Following Cuomo’s announcement, Artvoice had a piece in the April 12 issue about historical preservation and health issues regarding the expansion plan. The proposed plaza expansion would entail demolition of a number of houses along Busti Avenue, including the locally landmarked Col. Wilkinson home. The Episcopal Home Chapel, also locally landmarked, would not be demolished, according to a Public Bridge Authority spokesman.

The health issue has to do with a variety of studies revealing an alarming number of cases of asthma—and possibly other maladies—on the West Side of Buffalo, apparently due at least in part to diesel emissions from Peace Bridge truck traffic.

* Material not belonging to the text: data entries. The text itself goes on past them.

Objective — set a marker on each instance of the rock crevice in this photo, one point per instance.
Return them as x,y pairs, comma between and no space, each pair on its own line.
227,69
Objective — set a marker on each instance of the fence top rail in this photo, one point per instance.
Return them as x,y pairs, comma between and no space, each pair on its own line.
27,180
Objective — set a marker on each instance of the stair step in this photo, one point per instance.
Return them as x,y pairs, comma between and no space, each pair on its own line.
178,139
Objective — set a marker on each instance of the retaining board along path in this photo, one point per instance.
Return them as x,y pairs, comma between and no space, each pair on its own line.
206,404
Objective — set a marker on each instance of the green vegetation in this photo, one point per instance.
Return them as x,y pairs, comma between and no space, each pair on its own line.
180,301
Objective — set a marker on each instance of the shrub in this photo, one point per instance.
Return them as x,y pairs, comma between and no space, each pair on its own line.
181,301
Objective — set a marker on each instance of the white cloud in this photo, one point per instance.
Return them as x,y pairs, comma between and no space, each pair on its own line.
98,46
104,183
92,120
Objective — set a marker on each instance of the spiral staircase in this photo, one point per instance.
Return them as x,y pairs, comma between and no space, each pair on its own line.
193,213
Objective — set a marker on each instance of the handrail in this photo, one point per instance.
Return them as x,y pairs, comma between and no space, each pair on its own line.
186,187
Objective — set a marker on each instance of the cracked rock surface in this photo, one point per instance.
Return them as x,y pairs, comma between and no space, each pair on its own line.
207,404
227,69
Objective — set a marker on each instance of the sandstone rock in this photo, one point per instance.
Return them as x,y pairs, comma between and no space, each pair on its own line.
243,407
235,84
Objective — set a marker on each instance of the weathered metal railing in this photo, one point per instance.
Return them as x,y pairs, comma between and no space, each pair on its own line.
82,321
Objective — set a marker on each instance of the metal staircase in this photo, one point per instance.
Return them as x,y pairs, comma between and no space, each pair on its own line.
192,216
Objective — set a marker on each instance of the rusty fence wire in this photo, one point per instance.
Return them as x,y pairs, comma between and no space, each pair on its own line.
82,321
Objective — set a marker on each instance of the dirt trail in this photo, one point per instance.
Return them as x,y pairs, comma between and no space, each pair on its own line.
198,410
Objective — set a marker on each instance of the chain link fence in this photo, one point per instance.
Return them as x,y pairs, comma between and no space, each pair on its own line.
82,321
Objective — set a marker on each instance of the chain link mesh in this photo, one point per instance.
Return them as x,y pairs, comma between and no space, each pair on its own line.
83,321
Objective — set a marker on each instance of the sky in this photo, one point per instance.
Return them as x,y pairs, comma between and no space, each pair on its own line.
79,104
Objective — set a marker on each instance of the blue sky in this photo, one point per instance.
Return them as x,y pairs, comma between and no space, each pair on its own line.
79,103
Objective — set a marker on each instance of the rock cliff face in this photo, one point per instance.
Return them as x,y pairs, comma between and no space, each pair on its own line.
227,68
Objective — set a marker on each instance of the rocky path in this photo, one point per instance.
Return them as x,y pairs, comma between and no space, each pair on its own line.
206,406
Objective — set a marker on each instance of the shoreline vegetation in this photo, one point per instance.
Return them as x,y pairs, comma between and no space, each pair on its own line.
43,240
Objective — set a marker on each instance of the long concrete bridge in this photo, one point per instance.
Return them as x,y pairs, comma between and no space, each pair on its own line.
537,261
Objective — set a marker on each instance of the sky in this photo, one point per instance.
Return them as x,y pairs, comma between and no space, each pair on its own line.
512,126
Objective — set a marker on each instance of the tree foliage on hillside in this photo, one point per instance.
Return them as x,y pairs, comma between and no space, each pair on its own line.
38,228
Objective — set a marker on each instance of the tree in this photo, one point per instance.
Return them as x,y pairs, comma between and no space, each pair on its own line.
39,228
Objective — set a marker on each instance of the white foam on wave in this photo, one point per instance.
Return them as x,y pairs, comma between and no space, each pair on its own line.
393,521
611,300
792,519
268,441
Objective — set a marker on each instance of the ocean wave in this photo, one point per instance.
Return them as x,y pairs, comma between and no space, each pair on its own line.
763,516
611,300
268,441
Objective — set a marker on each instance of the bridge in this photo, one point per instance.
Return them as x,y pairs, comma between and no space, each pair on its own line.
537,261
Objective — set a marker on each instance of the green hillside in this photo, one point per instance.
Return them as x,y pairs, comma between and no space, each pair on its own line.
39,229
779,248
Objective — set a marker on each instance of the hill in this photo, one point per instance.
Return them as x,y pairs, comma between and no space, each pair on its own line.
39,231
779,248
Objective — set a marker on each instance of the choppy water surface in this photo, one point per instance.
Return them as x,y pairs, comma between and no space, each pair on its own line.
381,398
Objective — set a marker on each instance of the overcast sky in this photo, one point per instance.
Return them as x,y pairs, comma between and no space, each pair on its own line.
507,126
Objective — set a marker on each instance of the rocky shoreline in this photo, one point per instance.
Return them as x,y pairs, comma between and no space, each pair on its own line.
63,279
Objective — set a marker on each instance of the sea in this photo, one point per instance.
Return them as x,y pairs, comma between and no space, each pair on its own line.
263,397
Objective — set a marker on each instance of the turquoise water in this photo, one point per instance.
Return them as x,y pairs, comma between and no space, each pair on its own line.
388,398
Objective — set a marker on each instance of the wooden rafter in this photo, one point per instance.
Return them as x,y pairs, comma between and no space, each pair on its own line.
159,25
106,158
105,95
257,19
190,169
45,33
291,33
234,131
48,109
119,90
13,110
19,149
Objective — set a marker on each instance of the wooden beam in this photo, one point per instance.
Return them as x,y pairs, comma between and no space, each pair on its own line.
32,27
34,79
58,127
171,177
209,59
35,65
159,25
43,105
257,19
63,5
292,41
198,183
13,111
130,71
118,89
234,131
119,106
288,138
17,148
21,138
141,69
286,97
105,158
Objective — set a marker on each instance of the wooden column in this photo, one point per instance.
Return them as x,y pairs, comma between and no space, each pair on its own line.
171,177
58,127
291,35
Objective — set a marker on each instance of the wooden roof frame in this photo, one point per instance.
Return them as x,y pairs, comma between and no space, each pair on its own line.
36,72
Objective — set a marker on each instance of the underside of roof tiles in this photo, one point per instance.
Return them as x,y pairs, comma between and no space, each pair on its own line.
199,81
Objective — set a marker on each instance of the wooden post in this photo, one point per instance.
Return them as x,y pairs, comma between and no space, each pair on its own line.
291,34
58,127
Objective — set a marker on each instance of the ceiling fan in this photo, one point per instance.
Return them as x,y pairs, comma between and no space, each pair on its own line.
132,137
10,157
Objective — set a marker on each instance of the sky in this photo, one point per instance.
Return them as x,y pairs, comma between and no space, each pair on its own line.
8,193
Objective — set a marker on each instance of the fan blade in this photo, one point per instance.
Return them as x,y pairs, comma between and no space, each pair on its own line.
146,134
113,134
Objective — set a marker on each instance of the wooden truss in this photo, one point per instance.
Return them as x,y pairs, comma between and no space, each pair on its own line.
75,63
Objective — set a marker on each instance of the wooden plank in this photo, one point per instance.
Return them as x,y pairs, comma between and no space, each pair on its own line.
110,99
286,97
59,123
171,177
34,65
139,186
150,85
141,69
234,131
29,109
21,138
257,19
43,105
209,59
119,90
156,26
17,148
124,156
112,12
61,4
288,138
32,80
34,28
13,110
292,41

One of the things the Artvoice article pointed out was the apparent lack of interest on the part of cognizant elected officials about either the health issue or the preservation issue. How no politician seems to want to talk about any of it.

So when after a week following the article still none of the elected officials had offered any comment, we asked each elected official whose representational territory includes the area around the Peace Bridge, individually, in writing, to please comment, particularly on the health matter, but also on the preservation matter. Still, three weeks later, not one of them has said a word. Not Governor Cuomo, not Senator Schumer or Senator Gillibrand, not Congressman Higgins, not State Senator Kennedy, not Assemblyman Ryan, not Mayor Brown, not Councilman Rivera.